China instala o maior canhão da sua história na proa de um navio
A China expande suas capacidades navais com novo canhão de 155 mm.
O equilíbrio militar na Ásia, que por muito tempo se baseou na superioridade tecnológica dos Estados Unidos, está passando por mudanças significativas. A ascensão da China e suas recentes inovações no poder naval obrigam a uma reavaliação das dinâmicas regionais.
Um exemplo claro dessa transformação é o novo canhão naval chinês de 155 mm, montado em um navio de testes. Essa arma, que pesa quase 22 toneladas e é capaz de disparar munição guiada, representa um avanço em relação aos canhões de 130 mm atualmente em uso pela Marinha Chinesa. O objetivo é aumentar a capacidade de apoio de fogo em operações anfíbias, especialmente em cenários que envolvem Taiwan.

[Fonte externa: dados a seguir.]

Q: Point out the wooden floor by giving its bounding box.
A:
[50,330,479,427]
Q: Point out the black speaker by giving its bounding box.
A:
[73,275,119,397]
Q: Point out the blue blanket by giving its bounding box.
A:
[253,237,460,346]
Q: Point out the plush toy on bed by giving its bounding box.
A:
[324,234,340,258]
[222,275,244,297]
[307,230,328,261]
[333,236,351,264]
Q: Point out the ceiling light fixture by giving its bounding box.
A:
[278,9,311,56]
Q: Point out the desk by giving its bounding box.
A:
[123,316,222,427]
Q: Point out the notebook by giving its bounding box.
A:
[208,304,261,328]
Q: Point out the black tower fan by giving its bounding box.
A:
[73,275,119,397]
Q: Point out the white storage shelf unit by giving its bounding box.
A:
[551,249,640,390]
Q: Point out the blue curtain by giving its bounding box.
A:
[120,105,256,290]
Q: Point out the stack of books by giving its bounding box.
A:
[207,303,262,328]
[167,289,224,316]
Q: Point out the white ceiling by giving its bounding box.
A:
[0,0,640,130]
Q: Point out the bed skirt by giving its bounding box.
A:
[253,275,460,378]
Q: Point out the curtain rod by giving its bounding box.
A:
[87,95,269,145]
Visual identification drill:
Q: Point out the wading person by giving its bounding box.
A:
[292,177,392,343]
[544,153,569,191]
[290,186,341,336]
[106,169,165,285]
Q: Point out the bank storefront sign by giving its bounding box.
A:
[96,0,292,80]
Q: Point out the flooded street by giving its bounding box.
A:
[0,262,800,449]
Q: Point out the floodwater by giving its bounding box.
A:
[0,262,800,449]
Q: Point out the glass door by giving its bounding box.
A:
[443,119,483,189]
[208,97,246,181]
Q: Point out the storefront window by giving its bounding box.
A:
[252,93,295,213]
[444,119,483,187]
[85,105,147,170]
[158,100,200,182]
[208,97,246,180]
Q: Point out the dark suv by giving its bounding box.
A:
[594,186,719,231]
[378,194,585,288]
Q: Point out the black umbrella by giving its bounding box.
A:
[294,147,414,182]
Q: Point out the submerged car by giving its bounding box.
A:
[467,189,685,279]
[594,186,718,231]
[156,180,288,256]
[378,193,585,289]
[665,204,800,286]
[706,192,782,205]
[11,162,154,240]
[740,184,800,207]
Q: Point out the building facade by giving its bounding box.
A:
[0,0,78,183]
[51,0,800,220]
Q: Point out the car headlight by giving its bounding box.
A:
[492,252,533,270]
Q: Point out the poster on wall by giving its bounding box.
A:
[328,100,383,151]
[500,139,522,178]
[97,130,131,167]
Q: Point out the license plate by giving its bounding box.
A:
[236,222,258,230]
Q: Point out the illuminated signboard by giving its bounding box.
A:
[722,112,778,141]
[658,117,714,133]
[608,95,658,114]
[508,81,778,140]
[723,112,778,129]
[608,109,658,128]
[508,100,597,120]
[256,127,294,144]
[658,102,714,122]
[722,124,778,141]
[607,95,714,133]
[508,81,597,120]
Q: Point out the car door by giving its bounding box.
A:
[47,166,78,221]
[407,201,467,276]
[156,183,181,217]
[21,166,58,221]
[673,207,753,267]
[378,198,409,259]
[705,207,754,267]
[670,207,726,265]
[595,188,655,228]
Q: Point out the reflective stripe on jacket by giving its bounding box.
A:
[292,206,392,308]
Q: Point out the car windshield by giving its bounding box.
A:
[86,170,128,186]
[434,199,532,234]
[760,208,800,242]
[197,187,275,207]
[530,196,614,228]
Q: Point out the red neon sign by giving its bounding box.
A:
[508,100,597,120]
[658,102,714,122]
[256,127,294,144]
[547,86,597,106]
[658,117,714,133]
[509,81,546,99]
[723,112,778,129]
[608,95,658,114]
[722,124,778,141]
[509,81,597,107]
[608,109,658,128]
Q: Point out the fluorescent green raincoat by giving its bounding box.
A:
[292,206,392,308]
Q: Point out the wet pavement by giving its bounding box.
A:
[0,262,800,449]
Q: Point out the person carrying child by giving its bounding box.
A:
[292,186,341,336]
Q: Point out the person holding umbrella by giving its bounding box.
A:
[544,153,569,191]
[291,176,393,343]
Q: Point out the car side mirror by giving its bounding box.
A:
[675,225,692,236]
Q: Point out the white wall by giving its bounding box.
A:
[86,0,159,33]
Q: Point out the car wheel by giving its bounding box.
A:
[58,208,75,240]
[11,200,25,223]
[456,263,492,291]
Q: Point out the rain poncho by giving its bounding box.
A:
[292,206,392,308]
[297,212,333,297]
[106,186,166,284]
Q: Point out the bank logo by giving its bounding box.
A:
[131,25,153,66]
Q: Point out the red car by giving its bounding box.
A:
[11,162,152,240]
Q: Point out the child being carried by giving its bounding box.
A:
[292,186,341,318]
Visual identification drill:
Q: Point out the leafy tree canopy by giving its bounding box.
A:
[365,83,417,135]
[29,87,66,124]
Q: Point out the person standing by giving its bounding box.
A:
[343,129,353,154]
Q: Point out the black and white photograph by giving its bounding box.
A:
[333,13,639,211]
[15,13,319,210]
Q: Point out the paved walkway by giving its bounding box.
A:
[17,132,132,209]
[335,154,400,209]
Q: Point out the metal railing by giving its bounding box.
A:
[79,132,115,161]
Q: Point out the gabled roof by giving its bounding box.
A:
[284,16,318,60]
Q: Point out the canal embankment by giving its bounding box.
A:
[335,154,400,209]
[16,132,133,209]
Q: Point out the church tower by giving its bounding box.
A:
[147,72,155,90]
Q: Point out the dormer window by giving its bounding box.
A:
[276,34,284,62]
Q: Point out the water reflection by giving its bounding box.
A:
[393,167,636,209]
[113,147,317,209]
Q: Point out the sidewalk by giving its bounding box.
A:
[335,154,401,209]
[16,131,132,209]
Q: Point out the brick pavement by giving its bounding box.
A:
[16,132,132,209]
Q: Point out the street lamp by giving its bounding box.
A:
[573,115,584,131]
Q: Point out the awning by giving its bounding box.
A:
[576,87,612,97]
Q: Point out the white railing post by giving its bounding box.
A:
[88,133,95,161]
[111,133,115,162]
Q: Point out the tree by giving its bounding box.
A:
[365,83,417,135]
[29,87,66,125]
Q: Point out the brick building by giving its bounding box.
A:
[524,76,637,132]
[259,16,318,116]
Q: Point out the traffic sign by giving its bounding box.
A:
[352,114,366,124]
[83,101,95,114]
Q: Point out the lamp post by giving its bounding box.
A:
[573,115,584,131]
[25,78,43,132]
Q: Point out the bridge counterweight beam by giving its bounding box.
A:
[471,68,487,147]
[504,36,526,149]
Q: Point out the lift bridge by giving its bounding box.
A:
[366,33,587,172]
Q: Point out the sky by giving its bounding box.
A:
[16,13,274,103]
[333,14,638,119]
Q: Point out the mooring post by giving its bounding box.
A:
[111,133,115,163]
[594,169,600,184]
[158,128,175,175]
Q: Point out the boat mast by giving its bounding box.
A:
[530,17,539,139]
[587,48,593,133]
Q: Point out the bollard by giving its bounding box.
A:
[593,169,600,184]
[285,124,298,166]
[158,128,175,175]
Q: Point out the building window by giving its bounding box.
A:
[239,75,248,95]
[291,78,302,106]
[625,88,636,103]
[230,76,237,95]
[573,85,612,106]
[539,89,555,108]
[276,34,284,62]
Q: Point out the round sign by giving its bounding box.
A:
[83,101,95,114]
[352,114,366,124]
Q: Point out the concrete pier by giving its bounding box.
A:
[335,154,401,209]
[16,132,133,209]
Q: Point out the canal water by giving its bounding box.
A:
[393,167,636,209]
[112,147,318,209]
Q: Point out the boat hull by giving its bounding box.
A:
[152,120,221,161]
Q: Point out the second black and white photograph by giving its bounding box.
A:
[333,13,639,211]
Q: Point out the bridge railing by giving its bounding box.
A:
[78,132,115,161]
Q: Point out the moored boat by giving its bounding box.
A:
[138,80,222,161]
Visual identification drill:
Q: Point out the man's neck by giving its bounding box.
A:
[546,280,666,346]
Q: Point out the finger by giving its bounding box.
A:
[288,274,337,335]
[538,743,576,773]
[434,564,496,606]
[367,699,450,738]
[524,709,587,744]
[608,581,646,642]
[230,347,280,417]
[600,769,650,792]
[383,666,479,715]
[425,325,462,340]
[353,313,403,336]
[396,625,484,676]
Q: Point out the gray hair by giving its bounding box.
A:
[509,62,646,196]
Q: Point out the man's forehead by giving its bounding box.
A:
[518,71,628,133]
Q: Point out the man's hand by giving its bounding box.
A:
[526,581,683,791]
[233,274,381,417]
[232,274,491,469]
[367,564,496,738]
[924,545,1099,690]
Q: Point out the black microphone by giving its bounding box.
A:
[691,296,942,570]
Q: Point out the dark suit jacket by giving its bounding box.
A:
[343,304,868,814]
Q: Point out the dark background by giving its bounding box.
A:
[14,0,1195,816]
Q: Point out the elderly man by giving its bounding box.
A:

Mais alcance, mais precisão, mais poder de fogo
A transição para um calibre de 155 mm não se resume apenas ao tamanho, mas também à evolução do ecossistema tecnológico. Esse novo calibre permite o uso de projéteis guiados e munições de alta velocidade, além de abrir caminho para desenvolvimentos futuros que podem oferecer alternativas mais econômicas aos mísseis em certas situações.
A China está aprendendo com experiências passadas de outras potências, como os desafios enfrentados pelos Estados Unidos com o projeto do destróier Zumwalt e seus projéteis de alto custo. A abordagem chinesa combina poder tradicional com inovações tecnológicas, mantendo uma estratégia de guerra de saturação.
Guerra anfíbia como eixo
Analistas destacam que o novo canhão integra uma expansão mais ampla das capacidades anfíbias do Exército Popular de Libertação (PLA). A construção de grandes navios de assalto e plataformas auxiliares visa consolidar cabeças de praia e facilitar operações de desembarque.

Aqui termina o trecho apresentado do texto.